David Howarth is a day patient. After long periods shielding through the pandemic, he has finally caught Covid. Because he is immunosuppressed he has had four doses of vaccine. But those with weakened immune systems often don't get as much protection from the jabs, so are more vulnerable once infected.

David Howarth
Image caption,
David Howarth is optimistic about the care he is receiving

But he's feeling fine and is not worried. David, 59, is getting a one-off infusion of Covid-fighting antibodies.

"I was only diagnosed with Covid yesterday, and I'm receiving this already," he told us. "It'll boost my ability to fight the virus. It will give it a helping hand."

The drug, sotrovimab, is a monoclonal antibody - synthetic proteins which stick to coronavirus to prevent an infection from getting established.

In trials of vulnerable patients it cut their risk of hospital admission and death by 79% - 100,000 doses of sotrovimab, are on order for the NHS.

 

The one thing still missing here is visitors, but the hospital is just beginning to ease restrictions.

The focus now is on keeping patients from ever needing hospital treatment. That's where antivirals come in.

There are thousands of medicines on the shelves in the Royal Victoria Infirmary's automated dispensary, which is the size of a couple of shipping containers. When one of the pharmacists types in the name of a drug, the robot arm races down the central aisle, selecting the medicine and dropping the pack down a chute.

pharmacy robot arm

The box of pills selected is called Paxlovid - it's an antiviral which, in trials, cut Covid hospital admissions by 88%. The treatment is being dispatched to high-risk patients across the UK who have just tested positive.

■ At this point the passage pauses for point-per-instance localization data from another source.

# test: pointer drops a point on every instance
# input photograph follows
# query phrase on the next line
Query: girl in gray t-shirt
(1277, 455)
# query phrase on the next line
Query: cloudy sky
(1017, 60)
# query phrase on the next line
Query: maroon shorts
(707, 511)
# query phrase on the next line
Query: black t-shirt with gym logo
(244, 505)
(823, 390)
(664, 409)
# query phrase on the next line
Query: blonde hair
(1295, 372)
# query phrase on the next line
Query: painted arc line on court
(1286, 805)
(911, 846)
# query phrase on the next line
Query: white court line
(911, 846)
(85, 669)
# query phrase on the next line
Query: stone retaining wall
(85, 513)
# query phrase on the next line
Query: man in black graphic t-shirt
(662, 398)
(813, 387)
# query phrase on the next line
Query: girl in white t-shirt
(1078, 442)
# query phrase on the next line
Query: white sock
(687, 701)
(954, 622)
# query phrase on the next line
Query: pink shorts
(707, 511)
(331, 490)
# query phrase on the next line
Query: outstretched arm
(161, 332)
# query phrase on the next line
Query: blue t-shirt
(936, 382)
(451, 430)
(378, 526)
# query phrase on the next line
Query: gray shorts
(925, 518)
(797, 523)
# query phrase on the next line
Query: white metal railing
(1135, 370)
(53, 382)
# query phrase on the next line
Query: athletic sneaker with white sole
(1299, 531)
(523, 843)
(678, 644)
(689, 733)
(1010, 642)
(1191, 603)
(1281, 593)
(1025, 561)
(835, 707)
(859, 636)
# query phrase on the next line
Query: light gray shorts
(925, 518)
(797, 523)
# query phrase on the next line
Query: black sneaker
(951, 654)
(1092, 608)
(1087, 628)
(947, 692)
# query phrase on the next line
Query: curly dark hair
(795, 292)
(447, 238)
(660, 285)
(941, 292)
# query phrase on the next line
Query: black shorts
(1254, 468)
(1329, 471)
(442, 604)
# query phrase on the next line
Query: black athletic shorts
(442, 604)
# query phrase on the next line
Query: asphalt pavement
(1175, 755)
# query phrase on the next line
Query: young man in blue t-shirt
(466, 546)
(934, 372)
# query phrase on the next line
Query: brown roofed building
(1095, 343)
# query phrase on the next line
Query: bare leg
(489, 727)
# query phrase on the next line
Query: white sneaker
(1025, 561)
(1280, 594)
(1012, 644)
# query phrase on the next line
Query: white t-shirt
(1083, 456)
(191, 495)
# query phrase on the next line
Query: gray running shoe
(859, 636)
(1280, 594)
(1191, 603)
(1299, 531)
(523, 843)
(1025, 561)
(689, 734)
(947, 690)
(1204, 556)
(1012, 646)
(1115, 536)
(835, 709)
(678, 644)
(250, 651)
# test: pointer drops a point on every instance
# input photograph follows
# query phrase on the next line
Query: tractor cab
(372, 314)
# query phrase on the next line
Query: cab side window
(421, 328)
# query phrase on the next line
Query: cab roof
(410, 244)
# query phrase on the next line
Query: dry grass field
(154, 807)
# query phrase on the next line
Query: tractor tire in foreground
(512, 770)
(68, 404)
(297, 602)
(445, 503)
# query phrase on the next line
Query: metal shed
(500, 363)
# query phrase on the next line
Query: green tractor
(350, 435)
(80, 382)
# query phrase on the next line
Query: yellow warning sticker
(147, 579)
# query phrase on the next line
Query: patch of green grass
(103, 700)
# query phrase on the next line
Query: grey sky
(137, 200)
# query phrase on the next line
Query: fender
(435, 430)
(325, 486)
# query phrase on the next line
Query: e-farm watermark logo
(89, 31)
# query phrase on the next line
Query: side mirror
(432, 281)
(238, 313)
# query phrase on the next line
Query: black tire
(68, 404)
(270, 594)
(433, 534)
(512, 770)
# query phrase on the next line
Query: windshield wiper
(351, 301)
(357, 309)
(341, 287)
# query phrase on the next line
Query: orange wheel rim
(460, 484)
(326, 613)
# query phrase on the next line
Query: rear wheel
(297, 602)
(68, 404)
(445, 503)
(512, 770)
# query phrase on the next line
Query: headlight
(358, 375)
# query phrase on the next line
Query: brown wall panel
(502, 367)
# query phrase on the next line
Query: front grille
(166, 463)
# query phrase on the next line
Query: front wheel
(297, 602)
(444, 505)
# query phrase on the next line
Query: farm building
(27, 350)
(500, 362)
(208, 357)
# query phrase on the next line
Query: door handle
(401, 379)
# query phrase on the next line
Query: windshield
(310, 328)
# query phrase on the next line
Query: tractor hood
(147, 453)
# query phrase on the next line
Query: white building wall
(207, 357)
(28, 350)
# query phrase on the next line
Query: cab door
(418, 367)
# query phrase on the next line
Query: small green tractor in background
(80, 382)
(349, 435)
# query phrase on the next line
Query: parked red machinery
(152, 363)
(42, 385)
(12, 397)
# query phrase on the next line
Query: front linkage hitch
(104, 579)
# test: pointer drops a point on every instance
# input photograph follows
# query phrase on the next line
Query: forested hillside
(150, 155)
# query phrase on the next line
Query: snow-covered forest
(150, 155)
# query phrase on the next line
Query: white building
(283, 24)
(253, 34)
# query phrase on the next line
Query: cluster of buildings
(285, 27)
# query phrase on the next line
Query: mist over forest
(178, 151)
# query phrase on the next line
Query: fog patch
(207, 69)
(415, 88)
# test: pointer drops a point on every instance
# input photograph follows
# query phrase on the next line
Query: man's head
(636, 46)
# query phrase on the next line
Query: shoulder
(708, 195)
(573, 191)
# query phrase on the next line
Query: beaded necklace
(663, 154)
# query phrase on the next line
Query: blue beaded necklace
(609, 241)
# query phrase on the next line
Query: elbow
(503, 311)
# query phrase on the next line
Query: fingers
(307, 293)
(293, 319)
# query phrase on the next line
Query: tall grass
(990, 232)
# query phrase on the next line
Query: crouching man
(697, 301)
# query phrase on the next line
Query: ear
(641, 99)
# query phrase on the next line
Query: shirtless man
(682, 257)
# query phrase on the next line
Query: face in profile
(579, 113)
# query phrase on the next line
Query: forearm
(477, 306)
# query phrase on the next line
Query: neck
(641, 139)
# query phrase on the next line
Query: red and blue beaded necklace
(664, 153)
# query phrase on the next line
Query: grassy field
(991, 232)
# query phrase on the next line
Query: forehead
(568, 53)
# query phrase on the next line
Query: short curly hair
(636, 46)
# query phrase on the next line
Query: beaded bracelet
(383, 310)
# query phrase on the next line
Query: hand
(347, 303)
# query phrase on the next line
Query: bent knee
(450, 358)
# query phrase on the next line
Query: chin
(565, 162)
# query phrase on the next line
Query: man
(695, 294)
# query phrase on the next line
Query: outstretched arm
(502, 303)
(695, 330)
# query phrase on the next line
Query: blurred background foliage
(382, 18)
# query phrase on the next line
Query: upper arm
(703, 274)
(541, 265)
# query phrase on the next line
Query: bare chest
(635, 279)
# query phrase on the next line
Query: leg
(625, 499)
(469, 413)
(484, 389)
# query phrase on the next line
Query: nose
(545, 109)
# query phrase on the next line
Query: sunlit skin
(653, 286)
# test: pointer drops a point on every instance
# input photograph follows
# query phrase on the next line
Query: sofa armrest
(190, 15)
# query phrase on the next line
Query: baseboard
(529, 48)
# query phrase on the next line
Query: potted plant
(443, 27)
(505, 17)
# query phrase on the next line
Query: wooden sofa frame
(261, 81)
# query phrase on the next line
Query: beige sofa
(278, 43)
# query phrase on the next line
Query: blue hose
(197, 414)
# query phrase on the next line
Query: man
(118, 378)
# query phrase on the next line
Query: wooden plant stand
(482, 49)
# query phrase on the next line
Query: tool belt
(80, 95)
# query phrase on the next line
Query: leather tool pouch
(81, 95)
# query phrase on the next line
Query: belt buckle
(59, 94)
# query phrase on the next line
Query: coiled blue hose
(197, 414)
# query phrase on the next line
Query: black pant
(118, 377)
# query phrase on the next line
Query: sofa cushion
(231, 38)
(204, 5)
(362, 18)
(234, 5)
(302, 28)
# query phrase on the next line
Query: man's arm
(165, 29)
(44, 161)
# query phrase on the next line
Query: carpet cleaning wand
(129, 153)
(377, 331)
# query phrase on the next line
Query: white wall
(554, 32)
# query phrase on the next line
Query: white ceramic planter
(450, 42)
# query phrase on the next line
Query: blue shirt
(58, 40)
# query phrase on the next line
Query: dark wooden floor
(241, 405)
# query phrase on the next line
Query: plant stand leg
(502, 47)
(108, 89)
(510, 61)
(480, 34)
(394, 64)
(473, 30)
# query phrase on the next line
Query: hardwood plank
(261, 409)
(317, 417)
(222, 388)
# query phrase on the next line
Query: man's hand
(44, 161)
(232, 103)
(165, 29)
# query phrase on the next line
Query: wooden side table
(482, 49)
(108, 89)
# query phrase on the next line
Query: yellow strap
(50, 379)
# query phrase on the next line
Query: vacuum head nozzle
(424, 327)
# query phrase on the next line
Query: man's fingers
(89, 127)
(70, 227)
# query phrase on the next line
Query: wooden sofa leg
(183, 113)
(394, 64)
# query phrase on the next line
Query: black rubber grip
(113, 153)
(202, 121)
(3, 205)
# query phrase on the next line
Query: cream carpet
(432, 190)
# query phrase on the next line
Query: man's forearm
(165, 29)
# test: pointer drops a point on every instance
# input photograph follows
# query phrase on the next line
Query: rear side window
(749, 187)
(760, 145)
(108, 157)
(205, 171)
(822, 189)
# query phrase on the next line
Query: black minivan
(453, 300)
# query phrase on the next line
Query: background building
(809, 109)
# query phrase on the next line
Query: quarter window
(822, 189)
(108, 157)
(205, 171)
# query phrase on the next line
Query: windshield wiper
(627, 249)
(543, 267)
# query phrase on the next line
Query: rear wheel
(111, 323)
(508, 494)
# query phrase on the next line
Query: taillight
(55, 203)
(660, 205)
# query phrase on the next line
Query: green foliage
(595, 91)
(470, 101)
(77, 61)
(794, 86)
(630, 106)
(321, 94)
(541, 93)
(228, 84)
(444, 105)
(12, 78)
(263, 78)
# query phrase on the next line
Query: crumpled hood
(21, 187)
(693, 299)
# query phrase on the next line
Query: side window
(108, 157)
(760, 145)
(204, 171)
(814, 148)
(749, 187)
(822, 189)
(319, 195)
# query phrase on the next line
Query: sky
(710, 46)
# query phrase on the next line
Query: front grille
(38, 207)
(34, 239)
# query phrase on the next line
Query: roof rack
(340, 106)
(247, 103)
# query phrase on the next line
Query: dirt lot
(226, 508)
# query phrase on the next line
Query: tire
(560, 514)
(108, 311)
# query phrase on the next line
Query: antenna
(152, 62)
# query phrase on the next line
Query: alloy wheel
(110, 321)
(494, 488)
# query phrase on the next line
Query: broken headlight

Through the Antivirals Taskforce, the government has procured nearly five million doses of Paxlovid and another antiviral, molnupiravir.

Both are designed to prevent a Covid infection from turning serious and form part of the armoury of treatments we now have against Covid.

Emily Goldfischer, 51, from west London, is one of the first patients in the UK to take Paxlovid.

She is immunosuppressed and has also had four doses of vaccine. She contacted her hospital team when she tested positive on a lateral flow.

A prescription for Paxlovid was couriered to her home the same day from Chelsea and Westminster Hospital.

Emily Goldfischer
Image caption,
Emily Goldfischer says she feels quite well, despite having caught Covid

"I've taken it for about two days now and I'm already feeling much better," she told us. "And it's been quite reassuring that I've been able to get this medication so quickly from the NHS."

There are still more than 12,000 Covid patients in hospitals across the UK. And there could still be new and concerning variants which cause further waves of infection. If this pandemic has taught us one thing it is to avoid making rash predictions. Coronavirus will flare up again and continue to pose a threat, especially to the unvaccinated and those who have serious underlying health conditions.

Even though the Covid hospital admissions have fallen sharply, there is the growing problem of long Covid. Last month a record 1 in 50 people in the UK said they were living with lingering symptoms of Covid.

But the combination of effective vaccines and targeted medicines look set to help keep Covid in check and allow the NHS and society to plan for a future no longer dominated and disrupted by coronavirus.

Covid will not disappear completely, but even if a new more deadly variant emerges it should be managed by a combination of vaccines and the increasing range of effective drug treatments.

Covid has been the biggest challenge ever faced by the NHS. Two years on, hospitals can begin to plan for a future not completely free of the disease, but one where it no longer dominates healthcare and society.